Mia selalu berada di sebelah Azka, baik itu di kelas maupun di kantin sekolah jika ia tak membawa makanan. Mia tidak memiliki teman di sekolah tersebut, mungkin karena ia masih baru.

Mia sebenarnya adalah anak yang sangat ramah dan mudah bergaul. Tapi dengan penyakit yang ia miliki, ia takut teman teman akan menjauhinya. Apalagi jika diajak teman temannya untuk sekedar nongkrong di cafe, ia mungkin tak akan bisa melakukannya.

Kedua orang tuanya sangat ketat padanya jika berhubungan dengan hal kesehatan. Riwayat penyakit Mia membuat mereka menjaga Mia melebihi Abigail, kakak perempuannya.

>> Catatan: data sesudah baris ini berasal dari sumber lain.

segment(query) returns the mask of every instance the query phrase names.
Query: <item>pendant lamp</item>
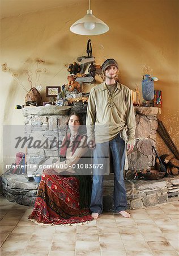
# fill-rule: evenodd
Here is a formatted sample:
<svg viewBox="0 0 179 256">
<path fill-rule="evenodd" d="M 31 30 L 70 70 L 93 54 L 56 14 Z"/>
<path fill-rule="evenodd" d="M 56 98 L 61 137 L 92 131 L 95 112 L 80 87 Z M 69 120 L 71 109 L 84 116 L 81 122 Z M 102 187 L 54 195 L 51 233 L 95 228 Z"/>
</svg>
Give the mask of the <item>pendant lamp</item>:
<svg viewBox="0 0 179 256">
<path fill-rule="evenodd" d="M 87 14 L 76 21 L 70 28 L 70 30 L 73 33 L 82 35 L 100 35 L 108 32 L 109 30 L 106 23 L 93 15 L 92 10 L 90 9 L 90 0 Z"/>
</svg>

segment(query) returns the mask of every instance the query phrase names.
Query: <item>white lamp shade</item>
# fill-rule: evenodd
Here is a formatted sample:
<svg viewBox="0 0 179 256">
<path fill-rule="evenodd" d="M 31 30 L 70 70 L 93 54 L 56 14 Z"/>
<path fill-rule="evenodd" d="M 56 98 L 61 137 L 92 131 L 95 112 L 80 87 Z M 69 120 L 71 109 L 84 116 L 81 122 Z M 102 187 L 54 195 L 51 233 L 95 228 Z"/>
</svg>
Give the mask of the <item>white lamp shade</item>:
<svg viewBox="0 0 179 256">
<path fill-rule="evenodd" d="M 94 23 L 95 26 L 93 29 L 86 29 L 88 26 L 84 23 Z M 89 26 L 90 27 L 90 26 Z M 93 26 L 91 26 L 93 27 Z M 92 14 L 92 10 L 87 10 L 87 14 L 82 19 L 76 21 L 70 28 L 71 32 L 82 35 L 95 35 L 108 32 L 109 28 L 103 21 L 97 19 Z"/>
</svg>

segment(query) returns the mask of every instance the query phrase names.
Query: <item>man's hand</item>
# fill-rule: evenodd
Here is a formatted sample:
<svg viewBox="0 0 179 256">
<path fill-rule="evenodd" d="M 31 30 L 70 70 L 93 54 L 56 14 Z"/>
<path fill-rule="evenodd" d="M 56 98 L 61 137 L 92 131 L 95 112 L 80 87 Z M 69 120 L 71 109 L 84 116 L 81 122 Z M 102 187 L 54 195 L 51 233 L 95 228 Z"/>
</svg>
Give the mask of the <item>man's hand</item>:
<svg viewBox="0 0 179 256">
<path fill-rule="evenodd" d="M 94 149 L 96 147 L 96 144 L 95 141 L 90 141 L 88 143 L 88 146 L 90 149 Z"/>
<path fill-rule="evenodd" d="M 127 144 L 127 153 L 130 153 L 134 149 L 134 146 L 132 144 Z"/>
</svg>

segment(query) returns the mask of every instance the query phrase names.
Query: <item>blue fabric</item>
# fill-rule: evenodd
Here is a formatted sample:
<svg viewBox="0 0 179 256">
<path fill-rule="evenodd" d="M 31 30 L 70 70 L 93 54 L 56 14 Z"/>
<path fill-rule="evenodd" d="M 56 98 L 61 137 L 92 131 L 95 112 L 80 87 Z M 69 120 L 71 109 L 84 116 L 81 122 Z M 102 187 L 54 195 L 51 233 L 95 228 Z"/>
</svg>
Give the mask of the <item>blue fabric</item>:
<svg viewBox="0 0 179 256">
<path fill-rule="evenodd" d="M 104 174 L 109 168 L 109 149 L 110 148 L 114 169 L 114 211 L 120 212 L 127 208 L 126 191 L 123 179 L 123 170 L 125 160 L 125 143 L 118 134 L 114 139 L 108 142 L 97 143 L 93 150 L 93 184 L 90 204 L 92 213 L 101 213 L 103 207 L 103 187 Z M 103 164 L 101 170 L 97 164 Z"/>
</svg>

Ujian akhir SMP akan segera dimulai. Setelah melewatinya, mereka akan naik tingkat ke jenjang SMA. Di Williams School, para siswa otomatis akan naik ke SMA di sekolah yang sama. Mereka hanya perlu membayar biaya daftar ulang saja, tidak perlu membayar uang pangkal atau lebih dikenal dengan uang gedung.

"Az, bolehkah aku belajar bersamamu?" tanya Mia.

"Tidak."

"Ajak Mia saja Az," ujar Marcel.

"Kenapa harus mengajaknya? Kamu mau belajar atau bermain?"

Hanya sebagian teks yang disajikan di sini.